What can be done in 2018 to join the ranks of the progressive marketers who are going all-in on customer obsession to lead their category?
- Break out of the day to day grind.Fifty-four percent of global B2C marketing decision makers say that improving the experience of their customers is a critical business priority over the next year. But, the activities marketers are most accustomed to doing — like managing day-to-day operations, driving incremental transactions, managing campaigns — don’t necessarily contribute to that goal. Instead, marketers will need to expand their definition of customer journeys beyond path to purchase, make decisions about emerging technology based on their CX merits, and invest in human expertise to monitor the output of algorithms and marketing automation.
- Get more from your existing resources. Marketers caught between the new and old marketing models aren’t guaranteed more budget to accomplish their expanded goals. To do more with the same, or less, Forrester predicts that marketers will optimize their talent investments and embrace AI’s potential to enhance existing marketing use cases like personalization and targeting. Organizations will need to revisit their marketing resource management strategy because of this – especially as it relates to collaboration and performance management – and consider emerging talent marketplaces for typically hard-to-fill digital, analytics, or developer positions.

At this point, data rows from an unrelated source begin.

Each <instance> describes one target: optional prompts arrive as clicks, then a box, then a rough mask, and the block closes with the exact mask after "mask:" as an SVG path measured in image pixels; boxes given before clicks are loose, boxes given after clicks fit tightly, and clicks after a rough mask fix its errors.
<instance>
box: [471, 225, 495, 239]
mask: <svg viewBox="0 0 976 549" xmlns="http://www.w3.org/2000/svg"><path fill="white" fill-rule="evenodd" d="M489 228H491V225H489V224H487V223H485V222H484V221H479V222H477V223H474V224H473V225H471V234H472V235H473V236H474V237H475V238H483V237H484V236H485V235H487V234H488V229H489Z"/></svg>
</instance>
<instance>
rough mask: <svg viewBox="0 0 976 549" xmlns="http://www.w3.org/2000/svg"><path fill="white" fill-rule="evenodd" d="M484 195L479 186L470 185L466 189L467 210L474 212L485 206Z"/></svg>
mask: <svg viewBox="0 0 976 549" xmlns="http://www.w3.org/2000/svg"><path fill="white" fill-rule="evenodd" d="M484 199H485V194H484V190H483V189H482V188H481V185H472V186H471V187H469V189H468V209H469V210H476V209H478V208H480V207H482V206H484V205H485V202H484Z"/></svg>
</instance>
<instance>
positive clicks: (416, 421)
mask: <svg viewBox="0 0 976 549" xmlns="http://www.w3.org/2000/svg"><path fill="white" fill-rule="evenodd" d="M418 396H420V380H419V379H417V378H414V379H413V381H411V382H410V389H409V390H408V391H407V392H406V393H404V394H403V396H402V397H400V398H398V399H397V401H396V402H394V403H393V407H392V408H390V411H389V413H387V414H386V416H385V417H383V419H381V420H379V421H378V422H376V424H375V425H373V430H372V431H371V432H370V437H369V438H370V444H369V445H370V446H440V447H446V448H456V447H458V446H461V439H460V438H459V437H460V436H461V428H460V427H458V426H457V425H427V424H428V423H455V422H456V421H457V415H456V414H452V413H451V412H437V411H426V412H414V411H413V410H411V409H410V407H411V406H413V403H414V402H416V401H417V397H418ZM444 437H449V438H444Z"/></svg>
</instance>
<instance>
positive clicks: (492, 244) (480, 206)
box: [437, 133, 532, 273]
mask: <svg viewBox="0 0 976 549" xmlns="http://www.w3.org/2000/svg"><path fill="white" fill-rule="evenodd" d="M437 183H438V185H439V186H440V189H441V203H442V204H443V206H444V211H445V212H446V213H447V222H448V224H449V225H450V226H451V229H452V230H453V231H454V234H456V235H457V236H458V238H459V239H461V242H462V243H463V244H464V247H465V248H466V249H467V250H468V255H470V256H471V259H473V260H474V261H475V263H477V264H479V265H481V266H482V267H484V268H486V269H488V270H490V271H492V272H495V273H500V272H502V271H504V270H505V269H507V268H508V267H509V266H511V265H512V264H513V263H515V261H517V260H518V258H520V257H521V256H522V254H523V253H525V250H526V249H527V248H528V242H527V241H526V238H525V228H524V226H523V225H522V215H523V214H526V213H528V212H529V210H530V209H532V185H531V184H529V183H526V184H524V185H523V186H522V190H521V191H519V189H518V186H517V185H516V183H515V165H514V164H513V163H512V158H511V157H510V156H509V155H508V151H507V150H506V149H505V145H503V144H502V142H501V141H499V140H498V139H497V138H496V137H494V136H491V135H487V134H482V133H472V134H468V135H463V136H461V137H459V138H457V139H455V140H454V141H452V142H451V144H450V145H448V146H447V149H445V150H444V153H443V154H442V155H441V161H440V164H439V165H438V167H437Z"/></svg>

- Re-evaluate vendor relationships. 2017 marked significant convergence, consolidation, and change for martech, adtech, and agencies alike. As vendors continue adapt to marketing’s evolution, marketers must take advantage of new options for marketing technology and service needs. For example, consultancies will increasingly grapple with agencies for digital transformation projects, new classes of niche providers will pop as alternatives to the broad enterprise marketing software suite offerings, and major martech vendors will straddle the line between pure technology and data provider.